Les demandes de participation active de la société civile dans le processus de paix sont encore loin d’être satisfaites. Néanmoins, la Colombie se prépare pour le post-conflit et une participation plus active de la société civile et de ses organisations, particulièrement des communautés rurales, est prévisible dans la phase d’application des accords. Cette participation va crescendo : en 2006, les intérêts des victimes ont fait l’objet de négociations entre l’État et les paramilitaires; plus tard, lors des négociations avec les FARC, les victimes ont pu se faire entendre directement dans des forums; enfin, aujourd’hui, les victimes et la société civile sont annoncées à la table des négociations avec l’ELN.

Le gouvernement a aussi commencé à mettre en œuvre d’autres mécanismes qui peuvent servir la construction de la paix, dont la Loi de réparation des victimes et de restitution des terres (loi 1448 de 2011). Bien qu’elle se heurte à des obstacles institutionnels d’envergure et s'oppose à des intérêts économiques puissants, cette loi, qui a été reprise dans l’accord avec les FARC, reste incontournable.

Le conflit a fait ressortir l’importance de la vie collective dans les communautés rurales; celle-ci ne relève plus seulement d’une vision politique communautariste, mais de l’expérience de survie et de défense du territoire que les communautés ont acquise durant le conflit. Ainsi, à l’issue de l’accord avec les FARC se dégage une normativité légale destinée à produire les transformations du secteur agraire nécessaires à surmonter « les causes et les effets du conflit dans les régions rurales » (Santos et FARC 2016).

La construction de la paix est forcément liée à la mise en place de mesures socio-économiques et organisationnelles s’attaquant à la violence structurelle1. Il est ici important de distinguer la violence directe qui peut être réduite par des négociations de paix entre le gouvernement et les acteurs armés, et la violence structurelle dont la réduction ne peut résulter que de transformations plus larges. La fin du conflit armé ne mène pas automatiquement à la fin du conflit social. Ce conflit social, après la signature des accords, continue de se façonner et de prendre corps à travers de multiples facettes dont l’une d’entre elles est la stigmatisation et la violence envers les leaders sociaux et défenseur.euses des droits humains.
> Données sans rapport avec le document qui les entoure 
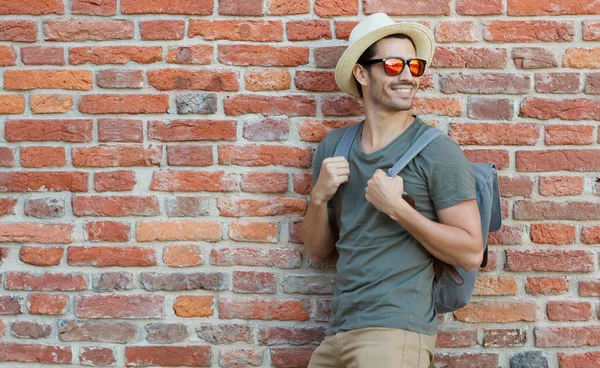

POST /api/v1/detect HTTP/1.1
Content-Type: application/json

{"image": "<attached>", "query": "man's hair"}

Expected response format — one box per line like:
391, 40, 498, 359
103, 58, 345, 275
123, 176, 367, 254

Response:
354, 33, 417, 98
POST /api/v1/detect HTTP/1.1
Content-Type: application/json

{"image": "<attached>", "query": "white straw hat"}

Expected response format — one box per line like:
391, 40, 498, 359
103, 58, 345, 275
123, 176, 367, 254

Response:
335, 13, 434, 97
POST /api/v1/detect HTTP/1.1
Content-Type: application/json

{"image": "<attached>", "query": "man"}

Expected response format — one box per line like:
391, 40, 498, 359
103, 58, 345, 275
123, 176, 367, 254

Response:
300, 13, 482, 368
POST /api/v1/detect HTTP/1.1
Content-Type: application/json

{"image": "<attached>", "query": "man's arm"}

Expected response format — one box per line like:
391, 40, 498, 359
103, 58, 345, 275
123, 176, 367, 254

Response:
365, 170, 483, 272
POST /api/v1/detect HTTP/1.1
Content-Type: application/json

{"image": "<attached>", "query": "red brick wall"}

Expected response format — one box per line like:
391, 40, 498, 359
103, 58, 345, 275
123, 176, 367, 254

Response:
0, 0, 600, 368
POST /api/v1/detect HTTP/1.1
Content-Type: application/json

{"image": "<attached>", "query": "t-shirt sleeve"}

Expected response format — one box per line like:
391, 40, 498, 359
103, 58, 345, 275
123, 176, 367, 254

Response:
421, 135, 476, 211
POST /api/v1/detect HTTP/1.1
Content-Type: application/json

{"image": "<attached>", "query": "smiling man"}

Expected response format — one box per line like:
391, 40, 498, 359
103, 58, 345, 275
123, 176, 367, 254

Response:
300, 13, 482, 368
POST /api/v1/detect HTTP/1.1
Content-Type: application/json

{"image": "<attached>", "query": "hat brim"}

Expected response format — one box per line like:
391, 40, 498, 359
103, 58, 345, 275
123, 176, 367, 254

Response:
335, 23, 434, 97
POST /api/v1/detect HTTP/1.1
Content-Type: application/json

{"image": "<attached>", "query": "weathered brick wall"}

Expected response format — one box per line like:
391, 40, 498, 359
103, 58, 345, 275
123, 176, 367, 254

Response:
0, 0, 600, 368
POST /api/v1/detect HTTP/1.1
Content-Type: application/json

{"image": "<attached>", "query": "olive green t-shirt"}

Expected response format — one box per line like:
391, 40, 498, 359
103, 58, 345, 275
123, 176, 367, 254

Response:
313, 117, 475, 335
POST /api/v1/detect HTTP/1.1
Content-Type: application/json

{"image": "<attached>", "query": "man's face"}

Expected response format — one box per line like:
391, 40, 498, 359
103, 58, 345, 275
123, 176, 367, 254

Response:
363, 38, 420, 111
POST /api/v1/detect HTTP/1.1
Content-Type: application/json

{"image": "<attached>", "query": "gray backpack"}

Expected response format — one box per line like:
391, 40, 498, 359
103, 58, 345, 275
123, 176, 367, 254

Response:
334, 122, 502, 313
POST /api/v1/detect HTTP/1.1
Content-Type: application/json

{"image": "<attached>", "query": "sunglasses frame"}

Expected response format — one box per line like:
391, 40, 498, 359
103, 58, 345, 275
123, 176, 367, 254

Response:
361, 56, 427, 77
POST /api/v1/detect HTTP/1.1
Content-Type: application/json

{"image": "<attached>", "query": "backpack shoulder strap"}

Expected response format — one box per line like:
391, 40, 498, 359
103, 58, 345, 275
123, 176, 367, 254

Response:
388, 128, 445, 177
333, 120, 364, 160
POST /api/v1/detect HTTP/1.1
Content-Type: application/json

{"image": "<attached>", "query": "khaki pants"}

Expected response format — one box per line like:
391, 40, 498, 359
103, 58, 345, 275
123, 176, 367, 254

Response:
308, 327, 437, 368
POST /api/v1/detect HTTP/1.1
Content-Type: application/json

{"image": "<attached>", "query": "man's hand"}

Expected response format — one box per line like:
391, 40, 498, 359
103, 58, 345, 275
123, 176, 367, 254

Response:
311, 156, 350, 204
365, 169, 404, 215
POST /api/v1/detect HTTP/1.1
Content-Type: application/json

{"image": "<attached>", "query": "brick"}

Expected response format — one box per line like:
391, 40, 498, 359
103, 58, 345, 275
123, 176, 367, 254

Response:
69, 46, 163, 65
19, 245, 64, 266
0, 342, 73, 365
219, 298, 310, 321
440, 73, 531, 95
44, 18, 134, 42
148, 120, 237, 142
321, 96, 360, 116
498, 176, 533, 197
67, 245, 156, 267
79, 346, 117, 367
71, 0, 117, 16
240, 172, 289, 193
21, 46, 65, 65
11, 321, 52, 339
435, 21, 480, 43
534, 326, 600, 348
363, 0, 450, 15
27, 293, 69, 315
581, 20, 600, 41
483, 328, 527, 348
140, 272, 228, 291
511, 47, 558, 69
5, 272, 88, 291
72, 196, 160, 217
219, 349, 263, 368
271, 348, 314, 368
96, 69, 144, 88
313, 46, 346, 68
435, 330, 477, 348
585, 73, 600, 95
0, 222, 74, 244
516, 149, 600, 172
0, 46, 17, 66
121, 0, 214, 15
0, 295, 21, 315
233, 271, 277, 294
473, 275, 518, 296
167, 45, 213, 65
449, 123, 540, 146
163, 245, 203, 267
84, 221, 131, 242
79, 94, 169, 114
507, 0, 600, 16
218, 145, 312, 168
4, 119, 93, 143
188, 19, 283, 42
165, 196, 210, 217
140, 20, 185, 40
146, 323, 188, 344
92, 272, 135, 293
210, 248, 302, 269
136, 220, 222, 242
229, 221, 279, 243
535, 73, 581, 93
431, 46, 508, 69
94, 170, 136, 192
29, 94, 73, 114
0, 198, 16, 216
483, 20, 575, 42
294, 70, 340, 92
20, 146, 66, 168
4, 70, 92, 91
454, 301, 537, 323
283, 274, 335, 294
175, 93, 217, 114
0, 20, 37, 42
150, 170, 238, 192
217, 45, 309, 67
546, 301, 592, 321
269, 0, 310, 15
0, 0, 65, 15
544, 125, 594, 146
75, 294, 165, 318
125, 346, 211, 367
581, 226, 600, 244
456, 0, 504, 15
505, 250, 594, 272
285, 19, 331, 41
167, 145, 215, 167
467, 97, 515, 120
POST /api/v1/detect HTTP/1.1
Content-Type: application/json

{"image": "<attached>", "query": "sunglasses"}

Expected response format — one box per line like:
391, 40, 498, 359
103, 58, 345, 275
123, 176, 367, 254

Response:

En effet, le nombre de meurtres, d’agressions, de menaces, d’intimidation et de violences contre elles et eux est alarmant depuis la signature des accords. Le nombre de leaders sociaux assassinés depuis le début de l’année 2017 dans le pays s’élève à 25. Dans son rapport annuel de 2017, qui couvre la période de janvier à décembre 2016, Front Line Defenders a rapporté 281 meurtres de défenseur.euses des droits humains dans le monde dont 86 en Colombie, plaçant cette dernière comme le pays avec le plus grand nombre d’assassinats de défenseur.euses des droits humains dans le monde. Selon un rapport de la Defensoría del Pueblo colombiano, 156 leaders sociaux et défenseur.euses des droits humains ont été tué.es au cours des 14 derniers mois. En outre, on dénombre cinq disparitions, 33 attaques et plus de 500 cas de menaces signalées. Une des causes principales de ce phénomène est la propension des groupes armés illégaux de s’approprier des territoires desquels les FARC se sont retirées, et ce, pour en contrôler les économies illégales, carburant de la guerre en Colombie.
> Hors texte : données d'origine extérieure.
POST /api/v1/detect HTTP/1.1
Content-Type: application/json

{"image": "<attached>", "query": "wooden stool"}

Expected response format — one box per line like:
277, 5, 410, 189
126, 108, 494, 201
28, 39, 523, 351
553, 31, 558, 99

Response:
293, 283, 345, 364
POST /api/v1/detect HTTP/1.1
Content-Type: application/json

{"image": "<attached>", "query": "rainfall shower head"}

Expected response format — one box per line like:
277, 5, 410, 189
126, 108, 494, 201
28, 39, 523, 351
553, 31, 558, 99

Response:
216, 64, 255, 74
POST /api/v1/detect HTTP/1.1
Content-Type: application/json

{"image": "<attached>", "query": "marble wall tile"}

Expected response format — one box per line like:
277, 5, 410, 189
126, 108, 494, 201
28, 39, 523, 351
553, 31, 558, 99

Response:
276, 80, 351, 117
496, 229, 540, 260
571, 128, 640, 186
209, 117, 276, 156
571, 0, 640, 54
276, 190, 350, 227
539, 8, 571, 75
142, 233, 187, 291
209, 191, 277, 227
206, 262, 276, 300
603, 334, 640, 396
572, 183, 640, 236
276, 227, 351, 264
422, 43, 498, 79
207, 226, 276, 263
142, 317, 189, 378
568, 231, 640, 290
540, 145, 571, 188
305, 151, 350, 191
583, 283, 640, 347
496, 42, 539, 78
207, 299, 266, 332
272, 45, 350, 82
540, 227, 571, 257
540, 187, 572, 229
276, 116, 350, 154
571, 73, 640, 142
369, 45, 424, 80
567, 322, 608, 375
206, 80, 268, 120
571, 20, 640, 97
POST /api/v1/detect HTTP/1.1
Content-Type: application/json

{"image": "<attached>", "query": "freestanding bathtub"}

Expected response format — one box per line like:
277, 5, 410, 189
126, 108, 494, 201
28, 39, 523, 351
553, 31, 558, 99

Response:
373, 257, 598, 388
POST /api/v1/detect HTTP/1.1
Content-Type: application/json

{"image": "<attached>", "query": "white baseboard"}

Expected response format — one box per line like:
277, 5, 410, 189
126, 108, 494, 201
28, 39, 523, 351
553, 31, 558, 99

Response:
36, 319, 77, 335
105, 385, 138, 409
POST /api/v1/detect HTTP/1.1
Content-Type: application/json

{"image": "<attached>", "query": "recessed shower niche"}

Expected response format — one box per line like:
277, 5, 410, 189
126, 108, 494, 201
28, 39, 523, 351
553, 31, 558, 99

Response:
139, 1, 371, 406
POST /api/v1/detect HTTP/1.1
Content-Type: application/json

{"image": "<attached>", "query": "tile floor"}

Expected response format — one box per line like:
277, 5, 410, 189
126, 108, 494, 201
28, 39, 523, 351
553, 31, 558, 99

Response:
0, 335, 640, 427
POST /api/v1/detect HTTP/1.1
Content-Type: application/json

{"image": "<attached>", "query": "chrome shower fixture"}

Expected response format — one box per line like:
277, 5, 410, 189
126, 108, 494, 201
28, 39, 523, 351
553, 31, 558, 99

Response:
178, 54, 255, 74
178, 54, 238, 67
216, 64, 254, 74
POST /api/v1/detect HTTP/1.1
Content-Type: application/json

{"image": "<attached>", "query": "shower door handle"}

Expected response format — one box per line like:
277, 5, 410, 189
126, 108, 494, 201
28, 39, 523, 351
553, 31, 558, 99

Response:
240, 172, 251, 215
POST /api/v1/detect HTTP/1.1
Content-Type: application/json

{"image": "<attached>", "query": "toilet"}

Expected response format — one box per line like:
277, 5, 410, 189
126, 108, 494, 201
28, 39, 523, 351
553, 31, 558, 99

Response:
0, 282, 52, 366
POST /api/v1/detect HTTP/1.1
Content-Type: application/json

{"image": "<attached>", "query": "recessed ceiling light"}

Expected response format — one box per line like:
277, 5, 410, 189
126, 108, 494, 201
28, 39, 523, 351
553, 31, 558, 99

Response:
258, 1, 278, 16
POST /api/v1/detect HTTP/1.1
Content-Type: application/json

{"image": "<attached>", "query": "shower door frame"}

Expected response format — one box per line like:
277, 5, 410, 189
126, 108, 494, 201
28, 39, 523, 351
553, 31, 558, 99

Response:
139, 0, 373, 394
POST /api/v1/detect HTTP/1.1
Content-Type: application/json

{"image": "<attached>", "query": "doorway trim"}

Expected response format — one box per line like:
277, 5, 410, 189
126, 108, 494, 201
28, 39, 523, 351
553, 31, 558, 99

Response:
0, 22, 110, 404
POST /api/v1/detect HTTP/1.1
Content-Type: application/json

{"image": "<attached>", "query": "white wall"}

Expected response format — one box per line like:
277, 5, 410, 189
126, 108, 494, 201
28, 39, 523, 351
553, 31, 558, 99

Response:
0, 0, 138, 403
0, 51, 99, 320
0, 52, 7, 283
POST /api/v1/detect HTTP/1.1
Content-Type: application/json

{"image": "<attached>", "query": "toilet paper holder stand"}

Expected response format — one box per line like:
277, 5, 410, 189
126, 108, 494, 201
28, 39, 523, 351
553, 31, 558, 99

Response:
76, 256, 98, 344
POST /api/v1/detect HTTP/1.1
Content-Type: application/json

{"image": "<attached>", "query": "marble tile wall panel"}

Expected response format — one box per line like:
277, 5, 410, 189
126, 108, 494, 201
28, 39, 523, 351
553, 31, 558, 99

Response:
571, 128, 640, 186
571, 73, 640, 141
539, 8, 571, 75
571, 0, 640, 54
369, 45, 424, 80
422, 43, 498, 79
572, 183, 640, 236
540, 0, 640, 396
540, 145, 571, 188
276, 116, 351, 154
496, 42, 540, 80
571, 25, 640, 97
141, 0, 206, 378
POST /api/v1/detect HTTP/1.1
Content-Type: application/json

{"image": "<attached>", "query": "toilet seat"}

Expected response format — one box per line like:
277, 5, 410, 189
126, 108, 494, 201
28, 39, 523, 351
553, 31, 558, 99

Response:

Les accords de paix signés en novembre 2016 n’ont pas rendu le pays plus sûr pour les activistes autochtones et les militant.es qui défendent les droits humains. Le gouvernement continue d’affirmer que ces meurtres ne sont ni systémiques ni liés à l'activité paramilitaire et refuse de reconnaître leur cause au lieu de prendre des mesures pour éviter qu’ils ne se reproduisent. Dans ce contexte, il est dur de voir comment le processus de paix enclenché par la signature des accords en novembre 2016 va se mettre en œuvre dans les faits. Si la violence structurelle persiste, les possibilités de retour au conflit armé persistent aussi. Dans certains pays, la fin du conflit armé a été suivie d’une recrudescence de la violence (structurelle et directe) qui a dépassé celle de la guerre. Obtenir la paix ne consiste pas seulement à déclarer la fin des hostilités armées. La paix, il faut la construire.

Notes

1. Voir le concept de paix positive, élaborée par Johan Galtung (1969).